Mazda is bringing back the rotary engine.
Mazda is bringing back the rotary engine.

Mazda confirms return of the rotary engine — with a hybrid

MAZDA has finally confirmed it is bringing back the rotary engine, but not as we have known it.

The rotary engine disappeared with the RX-8 in 2012 and the hype and rumours surrounding its return have not abated.

The unique engine was known for its high-revving nature, low torque output and high fuel consumption - three traits not associated with modern car engines.

But the latest iteration will not be stand-alone power - it will be combined with an electric motor as a range extender to charge batteries when required.

Mazda RX-8: The last production vehicle to use a rotary engine.
Mazda RX-8: The last production vehicle to use a rotary engine.

The rotary engine was chosen as a range extender because of its compact size and high power output.

Mazda plans to develop the new hybrid in conjunction with a fully electric vehicle. It is believed Mazda aims to launch both vehicles within a couple of years.

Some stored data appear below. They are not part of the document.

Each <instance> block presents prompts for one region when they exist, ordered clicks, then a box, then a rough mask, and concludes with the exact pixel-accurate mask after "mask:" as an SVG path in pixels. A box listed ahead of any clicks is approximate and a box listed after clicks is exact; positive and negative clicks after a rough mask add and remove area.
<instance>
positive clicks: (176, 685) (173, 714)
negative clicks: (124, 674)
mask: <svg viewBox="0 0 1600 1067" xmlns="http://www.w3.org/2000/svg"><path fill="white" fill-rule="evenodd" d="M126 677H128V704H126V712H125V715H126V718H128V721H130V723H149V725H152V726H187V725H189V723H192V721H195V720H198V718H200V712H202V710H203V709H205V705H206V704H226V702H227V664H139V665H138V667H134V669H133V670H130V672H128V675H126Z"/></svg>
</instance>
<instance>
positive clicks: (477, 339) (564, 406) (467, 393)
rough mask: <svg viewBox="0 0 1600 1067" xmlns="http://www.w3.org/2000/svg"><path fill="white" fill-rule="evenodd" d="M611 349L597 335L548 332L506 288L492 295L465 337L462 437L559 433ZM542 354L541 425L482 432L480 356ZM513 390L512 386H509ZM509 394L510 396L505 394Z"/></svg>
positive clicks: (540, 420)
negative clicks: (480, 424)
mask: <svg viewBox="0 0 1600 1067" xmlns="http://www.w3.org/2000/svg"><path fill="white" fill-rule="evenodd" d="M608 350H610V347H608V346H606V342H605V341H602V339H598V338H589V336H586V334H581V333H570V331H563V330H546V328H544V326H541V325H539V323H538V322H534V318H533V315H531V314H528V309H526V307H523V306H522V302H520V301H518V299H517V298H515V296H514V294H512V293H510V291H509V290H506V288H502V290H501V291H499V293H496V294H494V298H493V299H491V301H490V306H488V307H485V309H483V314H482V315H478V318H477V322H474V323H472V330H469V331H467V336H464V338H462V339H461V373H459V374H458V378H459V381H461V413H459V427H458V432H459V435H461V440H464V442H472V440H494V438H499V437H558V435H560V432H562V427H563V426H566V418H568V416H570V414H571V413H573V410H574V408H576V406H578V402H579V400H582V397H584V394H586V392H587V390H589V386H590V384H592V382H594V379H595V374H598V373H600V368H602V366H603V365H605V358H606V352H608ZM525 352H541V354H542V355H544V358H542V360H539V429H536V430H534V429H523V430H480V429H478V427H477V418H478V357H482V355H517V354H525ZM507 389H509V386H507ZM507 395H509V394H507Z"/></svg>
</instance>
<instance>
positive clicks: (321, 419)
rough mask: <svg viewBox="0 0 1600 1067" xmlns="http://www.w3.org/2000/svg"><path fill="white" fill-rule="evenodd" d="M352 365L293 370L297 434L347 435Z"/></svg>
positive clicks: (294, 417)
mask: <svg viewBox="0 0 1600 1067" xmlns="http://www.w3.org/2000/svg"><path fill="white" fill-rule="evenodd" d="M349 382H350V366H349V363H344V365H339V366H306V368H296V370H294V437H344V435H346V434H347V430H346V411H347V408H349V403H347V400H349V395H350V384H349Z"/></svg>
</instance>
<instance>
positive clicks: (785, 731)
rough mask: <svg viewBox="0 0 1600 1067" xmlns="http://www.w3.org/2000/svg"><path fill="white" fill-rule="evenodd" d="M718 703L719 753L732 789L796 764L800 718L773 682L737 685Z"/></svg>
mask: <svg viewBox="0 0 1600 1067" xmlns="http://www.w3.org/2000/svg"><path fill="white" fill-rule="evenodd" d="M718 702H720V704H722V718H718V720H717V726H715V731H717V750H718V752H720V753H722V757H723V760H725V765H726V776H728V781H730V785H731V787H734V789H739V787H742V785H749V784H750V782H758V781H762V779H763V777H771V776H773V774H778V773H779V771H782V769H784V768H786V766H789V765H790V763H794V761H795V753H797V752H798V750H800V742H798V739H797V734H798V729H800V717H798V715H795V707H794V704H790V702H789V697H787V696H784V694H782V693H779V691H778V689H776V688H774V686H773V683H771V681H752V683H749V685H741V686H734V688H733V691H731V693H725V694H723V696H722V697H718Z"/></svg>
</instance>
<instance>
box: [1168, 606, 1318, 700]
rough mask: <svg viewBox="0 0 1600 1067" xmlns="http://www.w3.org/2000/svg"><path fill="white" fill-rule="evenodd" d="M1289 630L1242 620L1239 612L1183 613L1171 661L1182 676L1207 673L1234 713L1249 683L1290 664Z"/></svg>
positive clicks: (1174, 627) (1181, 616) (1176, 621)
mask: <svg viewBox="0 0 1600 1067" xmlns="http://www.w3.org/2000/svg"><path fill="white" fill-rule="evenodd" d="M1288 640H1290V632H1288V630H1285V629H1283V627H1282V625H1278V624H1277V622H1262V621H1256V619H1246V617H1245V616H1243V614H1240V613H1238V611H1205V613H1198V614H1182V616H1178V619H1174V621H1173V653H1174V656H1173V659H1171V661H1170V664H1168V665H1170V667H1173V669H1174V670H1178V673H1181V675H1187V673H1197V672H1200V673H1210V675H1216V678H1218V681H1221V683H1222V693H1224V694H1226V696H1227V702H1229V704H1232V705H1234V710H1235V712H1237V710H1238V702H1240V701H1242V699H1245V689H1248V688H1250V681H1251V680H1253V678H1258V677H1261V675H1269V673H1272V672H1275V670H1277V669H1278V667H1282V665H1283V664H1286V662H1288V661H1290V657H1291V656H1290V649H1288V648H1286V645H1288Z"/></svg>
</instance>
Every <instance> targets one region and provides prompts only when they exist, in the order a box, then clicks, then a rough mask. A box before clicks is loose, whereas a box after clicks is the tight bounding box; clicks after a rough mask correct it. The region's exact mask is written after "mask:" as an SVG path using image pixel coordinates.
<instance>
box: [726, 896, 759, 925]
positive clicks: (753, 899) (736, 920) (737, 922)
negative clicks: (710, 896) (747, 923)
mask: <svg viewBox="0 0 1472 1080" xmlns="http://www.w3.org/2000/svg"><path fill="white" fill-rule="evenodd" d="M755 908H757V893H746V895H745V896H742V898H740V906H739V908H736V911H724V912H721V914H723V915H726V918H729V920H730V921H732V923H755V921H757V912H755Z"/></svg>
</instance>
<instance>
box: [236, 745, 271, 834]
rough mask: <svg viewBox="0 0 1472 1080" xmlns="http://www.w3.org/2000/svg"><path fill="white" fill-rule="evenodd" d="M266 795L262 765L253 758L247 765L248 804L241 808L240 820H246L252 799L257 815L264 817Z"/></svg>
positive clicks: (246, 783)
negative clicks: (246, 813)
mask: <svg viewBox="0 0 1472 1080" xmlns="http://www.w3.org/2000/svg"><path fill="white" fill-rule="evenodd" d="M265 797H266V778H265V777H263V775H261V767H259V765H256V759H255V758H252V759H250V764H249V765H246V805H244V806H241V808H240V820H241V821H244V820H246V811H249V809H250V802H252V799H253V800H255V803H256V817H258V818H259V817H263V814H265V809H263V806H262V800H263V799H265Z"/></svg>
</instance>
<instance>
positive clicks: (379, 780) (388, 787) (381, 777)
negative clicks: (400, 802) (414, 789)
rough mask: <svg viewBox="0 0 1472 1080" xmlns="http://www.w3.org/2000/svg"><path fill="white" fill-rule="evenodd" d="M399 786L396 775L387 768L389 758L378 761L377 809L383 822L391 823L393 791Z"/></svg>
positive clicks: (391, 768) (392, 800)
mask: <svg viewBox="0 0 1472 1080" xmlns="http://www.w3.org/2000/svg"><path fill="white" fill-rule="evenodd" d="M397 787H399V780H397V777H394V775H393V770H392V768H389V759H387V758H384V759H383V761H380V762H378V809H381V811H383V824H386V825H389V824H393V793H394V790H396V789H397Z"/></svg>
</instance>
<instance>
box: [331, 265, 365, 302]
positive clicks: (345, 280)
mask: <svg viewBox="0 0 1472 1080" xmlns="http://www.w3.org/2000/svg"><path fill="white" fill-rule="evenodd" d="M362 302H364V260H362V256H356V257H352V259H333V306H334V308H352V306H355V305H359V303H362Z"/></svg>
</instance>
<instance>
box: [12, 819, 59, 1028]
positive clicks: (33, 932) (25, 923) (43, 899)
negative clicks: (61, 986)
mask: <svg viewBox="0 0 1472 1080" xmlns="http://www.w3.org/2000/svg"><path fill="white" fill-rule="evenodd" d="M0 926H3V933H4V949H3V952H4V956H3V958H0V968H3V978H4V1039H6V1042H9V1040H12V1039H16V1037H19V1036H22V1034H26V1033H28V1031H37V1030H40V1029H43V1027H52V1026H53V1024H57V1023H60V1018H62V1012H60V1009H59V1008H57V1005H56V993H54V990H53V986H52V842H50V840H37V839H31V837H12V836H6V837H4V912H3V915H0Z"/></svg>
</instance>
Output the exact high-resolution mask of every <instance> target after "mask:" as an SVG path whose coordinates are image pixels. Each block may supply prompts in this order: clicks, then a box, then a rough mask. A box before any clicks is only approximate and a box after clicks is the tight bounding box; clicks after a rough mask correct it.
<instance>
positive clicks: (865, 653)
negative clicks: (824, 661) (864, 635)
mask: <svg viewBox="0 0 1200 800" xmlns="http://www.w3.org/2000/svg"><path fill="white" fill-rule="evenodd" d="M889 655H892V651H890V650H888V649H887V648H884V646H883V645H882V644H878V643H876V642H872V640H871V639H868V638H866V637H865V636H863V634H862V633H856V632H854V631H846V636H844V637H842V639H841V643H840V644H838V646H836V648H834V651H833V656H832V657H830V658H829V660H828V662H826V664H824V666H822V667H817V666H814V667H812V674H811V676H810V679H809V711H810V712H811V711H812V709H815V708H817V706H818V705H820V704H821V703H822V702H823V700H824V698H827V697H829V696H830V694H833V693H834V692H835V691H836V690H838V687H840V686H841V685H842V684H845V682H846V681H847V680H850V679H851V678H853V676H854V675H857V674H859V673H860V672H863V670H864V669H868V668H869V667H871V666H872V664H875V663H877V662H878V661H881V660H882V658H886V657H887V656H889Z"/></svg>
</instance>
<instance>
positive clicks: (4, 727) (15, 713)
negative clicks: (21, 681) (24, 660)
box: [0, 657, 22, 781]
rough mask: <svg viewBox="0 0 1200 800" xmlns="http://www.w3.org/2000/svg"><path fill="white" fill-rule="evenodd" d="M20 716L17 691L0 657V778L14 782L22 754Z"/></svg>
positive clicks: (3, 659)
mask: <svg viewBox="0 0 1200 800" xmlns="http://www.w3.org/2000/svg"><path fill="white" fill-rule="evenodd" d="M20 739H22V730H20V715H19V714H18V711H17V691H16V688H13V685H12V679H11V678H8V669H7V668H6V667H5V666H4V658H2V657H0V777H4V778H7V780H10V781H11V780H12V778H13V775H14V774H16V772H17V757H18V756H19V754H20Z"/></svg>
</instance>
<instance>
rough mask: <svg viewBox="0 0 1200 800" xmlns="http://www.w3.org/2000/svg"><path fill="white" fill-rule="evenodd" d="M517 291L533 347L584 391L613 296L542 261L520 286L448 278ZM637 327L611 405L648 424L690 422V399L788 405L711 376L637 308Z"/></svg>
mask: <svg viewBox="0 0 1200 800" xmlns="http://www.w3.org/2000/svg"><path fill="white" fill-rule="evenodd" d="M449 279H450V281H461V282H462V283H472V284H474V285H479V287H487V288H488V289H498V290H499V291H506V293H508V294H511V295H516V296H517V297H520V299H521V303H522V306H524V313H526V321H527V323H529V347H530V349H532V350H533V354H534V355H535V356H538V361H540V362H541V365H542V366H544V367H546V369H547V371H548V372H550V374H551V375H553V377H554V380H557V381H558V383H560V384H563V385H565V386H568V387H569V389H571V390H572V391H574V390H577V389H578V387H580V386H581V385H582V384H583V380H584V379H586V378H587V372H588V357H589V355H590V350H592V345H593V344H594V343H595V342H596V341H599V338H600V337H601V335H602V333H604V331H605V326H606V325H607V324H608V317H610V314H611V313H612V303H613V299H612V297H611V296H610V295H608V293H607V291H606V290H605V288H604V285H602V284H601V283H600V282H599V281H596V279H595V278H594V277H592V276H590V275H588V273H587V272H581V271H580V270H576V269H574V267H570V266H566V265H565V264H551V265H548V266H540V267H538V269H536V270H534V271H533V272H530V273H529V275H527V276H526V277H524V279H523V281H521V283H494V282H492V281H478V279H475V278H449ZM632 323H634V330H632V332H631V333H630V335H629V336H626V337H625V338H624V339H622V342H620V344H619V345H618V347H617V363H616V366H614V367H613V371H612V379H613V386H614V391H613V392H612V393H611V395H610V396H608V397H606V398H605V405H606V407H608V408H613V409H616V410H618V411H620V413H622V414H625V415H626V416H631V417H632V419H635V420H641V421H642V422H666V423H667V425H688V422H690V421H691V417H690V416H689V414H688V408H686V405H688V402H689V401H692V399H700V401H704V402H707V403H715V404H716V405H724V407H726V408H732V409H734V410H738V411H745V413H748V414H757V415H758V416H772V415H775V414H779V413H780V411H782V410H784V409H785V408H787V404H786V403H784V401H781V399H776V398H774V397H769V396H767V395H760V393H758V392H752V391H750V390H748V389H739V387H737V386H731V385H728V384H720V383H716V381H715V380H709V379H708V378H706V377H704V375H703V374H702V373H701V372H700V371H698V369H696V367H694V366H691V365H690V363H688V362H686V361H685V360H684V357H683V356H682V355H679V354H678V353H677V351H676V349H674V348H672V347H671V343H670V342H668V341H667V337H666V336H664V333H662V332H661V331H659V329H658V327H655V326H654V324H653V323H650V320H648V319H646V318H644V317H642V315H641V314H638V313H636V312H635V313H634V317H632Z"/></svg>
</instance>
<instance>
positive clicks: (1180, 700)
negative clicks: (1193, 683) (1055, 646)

A small manufacturer on the world stage, Mazda is well behind other brands in developing electrified cars - many rivals have several vehicles ready to hit the market.

Mazda boss Akira Marumoto is attempting to remedy this and change the maker's image: "They say that the automotive industry is undergoing a once-in-a-century transformation. At Mazda, we see this as an opportunity to create a new car culture."

The company has a goal to have some form of electrification in all its new vehicles by 2030. At the same time it expects electric vehicles to account for 95 per cent of its sales.

Mazda has previously rejected hybrids and electric cars and instead focused on making far more efficient petrol engines.

Among other developments, its Skyactiv-X tech - due to be used in Mazdas from next year - aims for greater fuel efficiency by igniting fuel with compression rather than a spark, as in diesel engines.